Said a council statement: “There is no intention to increase tariffs in our car parks this year. We will continue to review these prices on a regular basis, and officers will be going back to Scrutiny Committee sometime after May with the latest data.”

The authority has previously said that car park income for last year was down on the figure predicted at the start of the financial year by £2.5million, which it blamed largely on wet weather in July and August. The two months in an average year, account for 40per cent of the council’s annual parking income.

The council also had difficulties, dating back to the Covid period, in securing new parking machines capable of taking cash and cards with many of the machines it inherited from previous councils not working or breaking down on a regular basis, with spare parts difficult to find.

Portfolio holder for highways, parking and the environment, Cllr Ray Bryan says that with most of the new machines now in place the council is able to analyse the data much easier, on a daily basis, if it wants to.

The council has not revealed how much it paid for the machines and has declined to say what the parking app’, Just Park, takes for each transaction it handles for Dorset Council, claiming the figure is ‘commercially sensitive.’

Cllr Bryan said that the new parking fee structure, with new bands depending on location, had simplified charges and had been the right thing to do – with the council also introducing a new range of parking permits for residents, which will help cut costs, if you can afford them.

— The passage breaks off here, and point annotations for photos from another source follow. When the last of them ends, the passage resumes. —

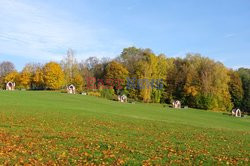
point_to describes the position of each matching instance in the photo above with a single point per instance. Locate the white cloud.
(34, 31)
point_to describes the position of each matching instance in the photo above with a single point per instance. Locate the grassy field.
(55, 128)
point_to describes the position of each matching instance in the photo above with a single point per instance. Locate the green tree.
(116, 73)
(235, 88)
(53, 76)
(245, 78)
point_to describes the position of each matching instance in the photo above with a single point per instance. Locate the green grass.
(56, 128)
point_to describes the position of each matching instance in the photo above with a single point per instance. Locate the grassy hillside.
(49, 127)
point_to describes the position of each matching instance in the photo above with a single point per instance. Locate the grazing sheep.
(122, 98)
(176, 104)
(10, 86)
(236, 112)
(71, 89)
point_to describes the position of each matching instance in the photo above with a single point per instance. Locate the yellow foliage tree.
(12, 76)
(117, 73)
(25, 79)
(38, 79)
(53, 76)
(78, 82)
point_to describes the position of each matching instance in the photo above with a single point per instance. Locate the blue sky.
(43, 30)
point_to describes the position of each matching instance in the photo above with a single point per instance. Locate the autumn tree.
(26, 75)
(38, 79)
(245, 78)
(116, 73)
(235, 88)
(5, 68)
(53, 76)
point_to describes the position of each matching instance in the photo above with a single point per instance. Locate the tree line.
(197, 81)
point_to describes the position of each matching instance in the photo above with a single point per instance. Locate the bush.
(107, 93)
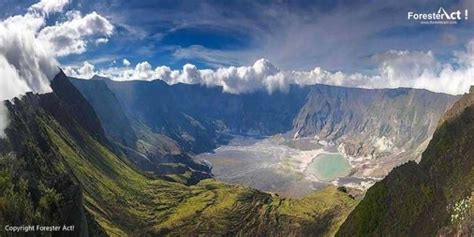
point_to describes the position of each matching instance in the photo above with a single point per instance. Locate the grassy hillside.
(68, 174)
(434, 197)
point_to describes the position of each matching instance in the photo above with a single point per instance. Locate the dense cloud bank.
(29, 47)
(393, 69)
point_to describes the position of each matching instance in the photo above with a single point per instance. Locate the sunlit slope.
(434, 197)
(124, 201)
(55, 145)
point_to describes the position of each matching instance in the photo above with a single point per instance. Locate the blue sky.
(293, 35)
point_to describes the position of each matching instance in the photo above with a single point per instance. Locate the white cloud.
(125, 62)
(101, 41)
(49, 6)
(28, 49)
(416, 69)
(70, 37)
(3, 119)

The view is not shared by all – many claimed last summer that the hike in fees was undermining the local economy with petitions calling for a reduction in charges attracting thousands of signatures, including more than 7,000 in Weymouth.

Cllr Bryan said the authority would continue to look at ways of increasing its car parking income, money which was used to maintain the county’s highways.

“We keep getting told that we are the highest of parking, but that simply isn’t true,” he said.

Figures for the coming financial year predict gross car parking income at almost £11m, with £681,000 of that coming from parking fines.

Dorset’s highways budget typically runs to £50m a year with more than half of the income provided through Department of Transport block funding and external bids, with car parking income contributing around £6m to the overall total.

Around £16m is spent annually on maintaining 2,550 miles of roads in the Dorset Council area with £2m maintaining highway bridges and other structures and £860,000 on maintaining foot and cycle paths.